Marco Manetti: Il film è nato dalla collaborazione e la società di effetti speciali Palantir, di Simone Silvestri. L'idea iniziale era quella di un cortometraggio con effetti speciali diversi, insoliti per il cinema italiano. Noi poi abbiamo pensato che l'idea si sarebbe adattata meglio a un lungometraggio; comunque è anche una storia che ci siamo sentiti dentro.
Il film è interamente realizzato in digitale?
Antonio Manetti: Sì, al 100%. La stessa creatura è stata frutto di un lavoro di postproduzione, realizzato interamente con l'animazione 3D. E' stata la prima volta che abbiamo lavorato con queste tecnologie, abbiamo dovuto imparare anche noi. Il tutto comunque è stato coordinato proprio da Simone Silvestri.
Marco Manetti: E' proprio la Palantir che ci sta spingendo verso questa direzione, verso un utilizzo più complesso di questa tecnologia, ma per noi gli effetti speciali sono un elemento in più, non l'anima del film. Però riutilizzarli sì, ci piacerebbe. Noi in realtà stiamo pensando a un sequel di questo film, sarebbe bello poter proseguire la storia.
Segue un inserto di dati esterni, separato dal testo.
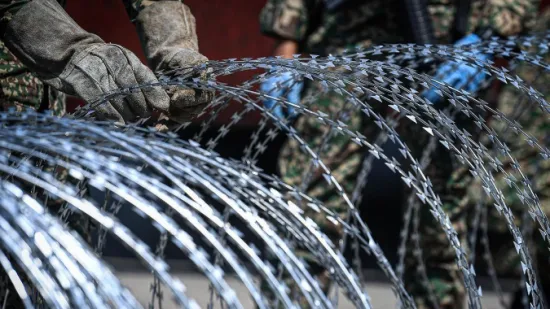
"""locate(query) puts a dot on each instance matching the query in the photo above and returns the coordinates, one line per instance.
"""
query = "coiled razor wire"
(185, 188)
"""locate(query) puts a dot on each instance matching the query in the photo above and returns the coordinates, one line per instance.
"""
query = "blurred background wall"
(227, 29)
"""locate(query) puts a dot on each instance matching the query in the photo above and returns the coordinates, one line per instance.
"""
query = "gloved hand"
(79, 63)
(459, 75)
(169, 39)
(285, 80)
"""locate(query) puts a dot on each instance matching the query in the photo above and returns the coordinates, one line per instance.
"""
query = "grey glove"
(79, 63)
(169, 39)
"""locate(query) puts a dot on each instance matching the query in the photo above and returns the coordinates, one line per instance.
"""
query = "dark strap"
(45, 102)
(420, 21)
(332, 5)
(462, 15)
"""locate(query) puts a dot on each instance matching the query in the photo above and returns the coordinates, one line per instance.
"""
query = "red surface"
(226, 29)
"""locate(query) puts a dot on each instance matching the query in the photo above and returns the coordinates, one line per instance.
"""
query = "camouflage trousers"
(344, 159)
(536, 170)
(444, 285)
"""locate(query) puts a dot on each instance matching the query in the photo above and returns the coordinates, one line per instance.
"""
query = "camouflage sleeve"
(509, 17)
(285, 19)
(133, 7)
(8, 8)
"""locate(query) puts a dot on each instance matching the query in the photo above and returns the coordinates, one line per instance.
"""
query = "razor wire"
(187, 189)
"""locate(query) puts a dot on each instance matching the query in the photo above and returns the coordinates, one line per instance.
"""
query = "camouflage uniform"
(535, 122)
(362, 23)
(21, 90)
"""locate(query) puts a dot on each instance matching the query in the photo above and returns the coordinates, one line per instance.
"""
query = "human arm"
(46, 40)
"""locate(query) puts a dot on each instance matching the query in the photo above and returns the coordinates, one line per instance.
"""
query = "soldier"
(534, 121)
(318, 27)
(44, 54)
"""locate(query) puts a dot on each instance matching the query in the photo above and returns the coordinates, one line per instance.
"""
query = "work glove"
(460, 75)
(276, 86)
(76, 62)
(168, 36)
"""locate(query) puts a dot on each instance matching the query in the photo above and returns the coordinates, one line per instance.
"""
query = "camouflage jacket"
(365, 22)
(19, 88)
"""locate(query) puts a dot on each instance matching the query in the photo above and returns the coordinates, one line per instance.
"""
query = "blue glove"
(285, 80)
(459, 75)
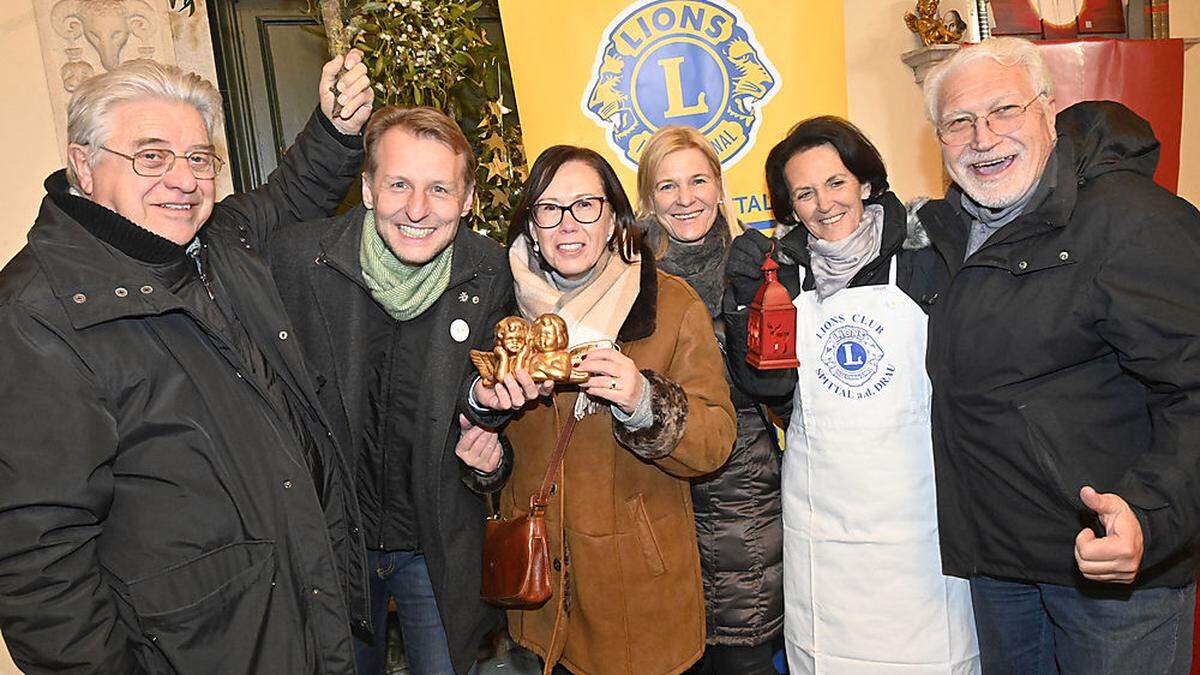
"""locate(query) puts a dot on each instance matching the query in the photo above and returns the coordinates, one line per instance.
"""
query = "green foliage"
(435, 53)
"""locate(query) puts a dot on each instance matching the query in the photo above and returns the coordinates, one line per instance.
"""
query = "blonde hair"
(421, 121)
(669, 139)
(89, 109)
(1007, 52)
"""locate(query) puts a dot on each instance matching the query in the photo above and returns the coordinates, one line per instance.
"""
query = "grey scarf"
(700, 263)
(835, 263)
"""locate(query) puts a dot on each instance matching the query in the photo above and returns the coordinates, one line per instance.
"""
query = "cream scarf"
(593, 311)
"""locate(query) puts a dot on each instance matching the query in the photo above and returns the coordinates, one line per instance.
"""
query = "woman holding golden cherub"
(653, 411)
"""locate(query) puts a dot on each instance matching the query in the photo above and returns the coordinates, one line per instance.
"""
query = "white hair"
(88, 113)
(1005, 51)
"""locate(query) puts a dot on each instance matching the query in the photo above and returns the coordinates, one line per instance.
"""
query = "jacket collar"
(642, 316)
(340, 248)
(94, 281)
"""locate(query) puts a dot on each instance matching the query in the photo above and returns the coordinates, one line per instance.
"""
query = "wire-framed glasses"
(1002, 120)
(585, 210)
(153, 162)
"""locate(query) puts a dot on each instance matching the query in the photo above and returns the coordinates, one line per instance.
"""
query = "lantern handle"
(768, 263)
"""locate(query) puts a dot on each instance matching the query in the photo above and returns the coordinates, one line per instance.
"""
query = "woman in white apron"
(862, 571)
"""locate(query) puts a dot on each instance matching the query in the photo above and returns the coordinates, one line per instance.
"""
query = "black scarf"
(701, 263)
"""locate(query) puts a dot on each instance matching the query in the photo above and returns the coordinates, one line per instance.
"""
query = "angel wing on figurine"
(511, 351)
(933, 28)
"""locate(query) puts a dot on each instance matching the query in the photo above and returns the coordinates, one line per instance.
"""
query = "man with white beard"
(1066, 374)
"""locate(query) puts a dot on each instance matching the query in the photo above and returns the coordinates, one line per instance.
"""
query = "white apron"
(862, 572)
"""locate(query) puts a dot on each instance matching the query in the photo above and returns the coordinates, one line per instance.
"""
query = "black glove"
(744, 267)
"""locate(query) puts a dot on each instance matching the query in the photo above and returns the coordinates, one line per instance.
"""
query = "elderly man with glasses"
(1065, 357)
(172, 500)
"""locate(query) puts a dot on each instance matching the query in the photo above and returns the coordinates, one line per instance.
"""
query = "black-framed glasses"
(585, 210)
(1002, 120)
(154, 162)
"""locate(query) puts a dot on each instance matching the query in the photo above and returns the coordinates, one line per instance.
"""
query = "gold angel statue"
(931, 28)
(539, 348)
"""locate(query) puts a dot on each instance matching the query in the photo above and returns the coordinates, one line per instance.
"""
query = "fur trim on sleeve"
(669, 404)
(917, 237)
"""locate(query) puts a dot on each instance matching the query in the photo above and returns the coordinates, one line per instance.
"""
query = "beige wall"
(28, 144)
(886, 102)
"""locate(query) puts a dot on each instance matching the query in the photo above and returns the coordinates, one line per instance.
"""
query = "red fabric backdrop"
(1145, 75)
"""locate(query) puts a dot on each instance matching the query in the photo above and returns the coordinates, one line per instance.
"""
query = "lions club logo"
(679, 61)
(851, 354)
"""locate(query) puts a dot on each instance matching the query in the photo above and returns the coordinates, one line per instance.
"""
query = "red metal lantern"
(772, 341)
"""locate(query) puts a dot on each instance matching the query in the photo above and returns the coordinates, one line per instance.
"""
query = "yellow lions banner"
(607, 73)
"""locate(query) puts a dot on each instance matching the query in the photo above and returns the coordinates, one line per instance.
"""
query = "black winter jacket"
(321, 280)
(921, 274)
(1066, 353)
(156, 512)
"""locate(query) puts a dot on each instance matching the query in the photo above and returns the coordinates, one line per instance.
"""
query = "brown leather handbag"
(516, 553)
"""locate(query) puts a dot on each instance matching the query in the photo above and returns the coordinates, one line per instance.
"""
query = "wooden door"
(269, 55)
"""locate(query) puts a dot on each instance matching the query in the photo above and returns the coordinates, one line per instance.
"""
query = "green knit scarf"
(402, 290)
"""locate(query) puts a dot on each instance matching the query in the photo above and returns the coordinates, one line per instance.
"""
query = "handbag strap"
(539, 499)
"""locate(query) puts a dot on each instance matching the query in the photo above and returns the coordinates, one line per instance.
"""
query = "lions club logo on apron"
(852, 357)
(693, 63)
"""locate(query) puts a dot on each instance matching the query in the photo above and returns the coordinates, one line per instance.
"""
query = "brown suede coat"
(628, 595)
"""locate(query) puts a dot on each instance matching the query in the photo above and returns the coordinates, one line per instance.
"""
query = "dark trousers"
(1044, 628)
(723, 659)
(403, 577)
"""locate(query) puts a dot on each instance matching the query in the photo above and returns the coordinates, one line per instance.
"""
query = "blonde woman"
(688, 222)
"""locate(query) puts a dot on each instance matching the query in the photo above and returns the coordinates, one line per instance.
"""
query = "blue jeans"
(1044, 628)
(403, 577)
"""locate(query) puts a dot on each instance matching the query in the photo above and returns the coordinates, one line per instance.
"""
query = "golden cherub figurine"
(931, 28)
(539, 348)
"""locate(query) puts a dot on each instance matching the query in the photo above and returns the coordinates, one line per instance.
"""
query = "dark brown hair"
(856, 151)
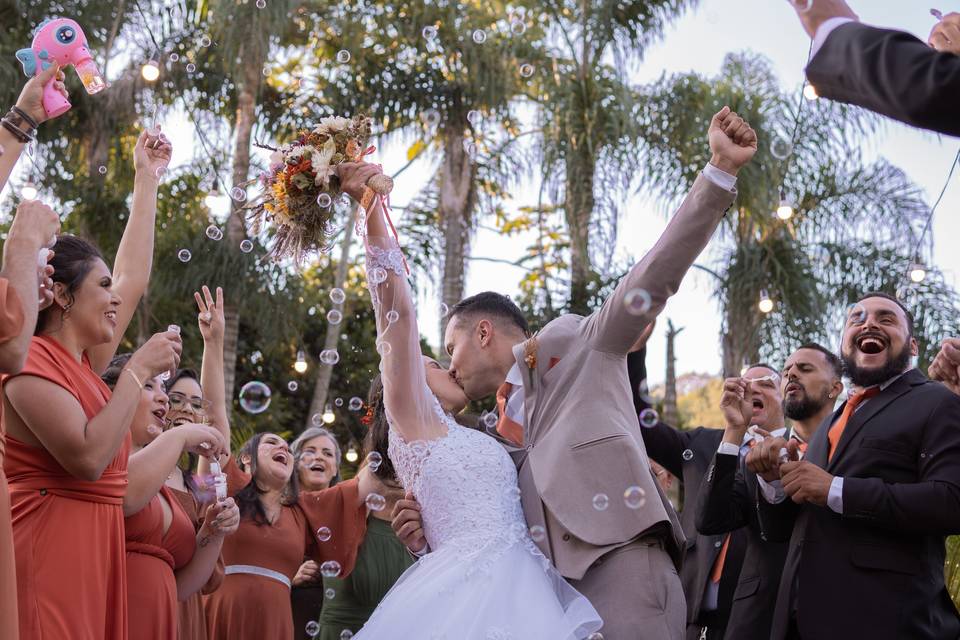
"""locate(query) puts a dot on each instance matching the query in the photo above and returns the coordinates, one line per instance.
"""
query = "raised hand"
(736, 405)
(152, 153)
(31, 98)
(945, 36)
(945, 367)
(210, 317)
(732, 141)
(819, 12)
Antonio Manetti: Girare e non vedere il risultato ci ha sempre fatto molta paura, ma la prova del nove per la riuscita del film è proprio la proiezione. Una volta rivisto il film, l'effetto ci è sembrato molto riuscito.
Marco Manetti: E comunque, a noi in genere piace più muovere gli attori che la macchina da presa, anche se, essendo noi anche registi dil videoclip, verrebbe da pensare il contrario. Proprio per questo, fare un film con un personaggio che in realtà non c'è ci sembrava quasi contro natura.
Perché, secondo voi, un genere come la science fiction non ha mai preso piede in Italia?
Marco Manetti: Qualcosa in passato c'è stato, in Italia: in parte era spazzatura, ma abbiamo visto anche qualcosa di decente, sia al cinema che in televisione, basti ricordare serie come A come Andromeda. In realtà non so dire precisamente perché il genere non abbia mai preso piede nel nostro paese; è un genere apparentemente molto costoso, ma solo sulla carta.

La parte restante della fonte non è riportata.